Feature photo by SimonRahn
First and foremost, I am without religion, not an atheist. I have no problem with being called an atheist as I technically am one. I don’t believe in higher powers or wraithlike infants or the colors of the wind or any of that trademarked noise. I also don’t believe in limiting myself to a label that is often used in the pejorative sense, among populist circles. In the United States, freedom of religion is extended to a point where one can choose to follow religions based on the teachings that resemble a Dr. Who subplot. Nowhere in that first amendment does it mention the freedom of religious absence. I’m a three-pronged offender in most eyes: Latino, androphillic and religiously absent.
The need for religion, I presume, is the need for explanations to difficult questions, be them physical, mental or behavioral. Technological and scientific advances have been able to answer those questions with more objectivity than just proclaiming that it is the will of a deity. However, there still exists the need for religion, the need to place faith in something that cannot be seen. If it is the will of your deity, it has a purpose and is good. So much in the world is evil and cold and to say that it is because of reasons one doesn’t and mustn’t understand, takes the power away from the devilish consequences of living. However, taking away that negative ultimately creates even more negativity, where one becomes ignorant to any other possible reason for, say, a devastating flood. That will of that proper noun is the reason for the season and to further question becomes an act of heresy and hundreds of years ago and in some instances today, that can become a terrible situation for those who made such inquiries. The act of questioning becomes a sin and that verb is what makes us most human. However, the most human thing I’ve ever done is judge someone based on the differences in opinion that we shared and if that’s also a sin then sinning is all over the place and that eventual white room with the furry couches will be unattainable. After all, the point of many religions is to reside in a utopian afterlife.

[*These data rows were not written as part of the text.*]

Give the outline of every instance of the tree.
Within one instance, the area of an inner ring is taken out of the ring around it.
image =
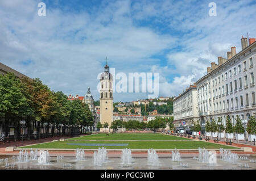
[[[114,111],[113,111],[114,112],[119,112],[118,109],[116,107],[115,107],[114,108]]]
[[[231,120],[229,116],[227,117],[227,121],[226,121],[226,127],[225,129],[225,131],[228,133],[233,133],[234,131],[234,128],[232,125],[232,123],[231,123]]]
[[[122,128],[123,127],[123,121],[120,120],[114,120],[111,123],[110,128],[117,129],[119,127]]]
[[[222,118],[219,117],[218,117],[218,123],[221,123],[221,125],[218,125],[218,131],[220,132],[222,132],[225,130],[224,125],[222,124]]]
[[[197,123],[196,123],[196,125],[195,125],[195,128],[194,128],[194,130],[196,131],[196,132],[200,132],[200,131],[201,131],[201,125],[200,125],[200,124],[199,123],[199,120],[197,120]]]
[[[205,124],[205,131],[208,133],[210,132],[211,129],[210,129],[210,123],[209,123],[209,121],[207,121]]]
[[[105,128],[105,132],[106,132],[106,128],[109,127],[109,124],[107,122],[104,122],[103,127]]]
[[[0,76],[0,115],[5,117],[5,133],[8,135],[9,121],[15,125],[15,140],[19,129],[19,120],[26,117],[28,103],[22,94],[20,82],[13,73]]]
[[[97,129],[101,129],[101,128],[103,128],[103,125],[100,121],[98,121],[98,123],[97,123],[96,128]]]
[[[256,134],[256,119],[252,116],[248,120],[246,131],[249,134]]]
[[[237,116],[236,125],[234,126],[234,130],[236,133],[238,134],[243,134],[245,133],[245,128],[242,124],[242,120],[238,115]]]
[[[218,132],[218,127],[216,122],[214,119],[212,120],[210,123],[210,131],[212,132]]]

I often compare living with religion, with the likes of a commission-based pay job. If you do all the right things, follow the script, sell the required amount and perhaps exceed that number, you will close the sale, and heaven is for closers. You have to have done everything correctly in order not to completely ruin the sale at the end of that phone call or life. However, what happens when you have a bad month or literally a bad year? Will all the work you’ve done up to that point end up in termination of your soul and that eventual unemployment check shall be akin to limbo?
That afterlife metaphor is in reference to the Christian tradition, which is the one I am most familiar with. Having gone to Catholic school my whole life, I noticed that in order for you to enter into heaven you have to be all things at all times. Even though I’ve always been good at multitasking, I cannot consistently be a good person because what in essence is a good person? Just like a person’s trash is another person’s unsanitary treasure, what one deems as good is an evil in another one’s eyes. This contradiction and many others, seem to be very prevalent in matters of faith and if I am to ignorantly generalize, perhaps those same contradictions exist in other faiths, not only the popular ones.
Cool article. Agree with a lot of what you are saying about good deeds. However, even though good deeds are often focused on as the way to heaven in many places of worship and religion. It’s actually not what Jesus taught. The “good news of Jesus (as presented in the Bible),” which is what Christianity is supposed to be based on, starts with the understanding that people are not and cannot be all things at all times as you are laying out here. It’s about forgiveness and repentance, grace and truth, justice and mercy all of which humans are incapable of doing wholly and are in need of God for. It’s not for those who have done and can do everything correctly; no such person exists. It’s instead about welcoming God in.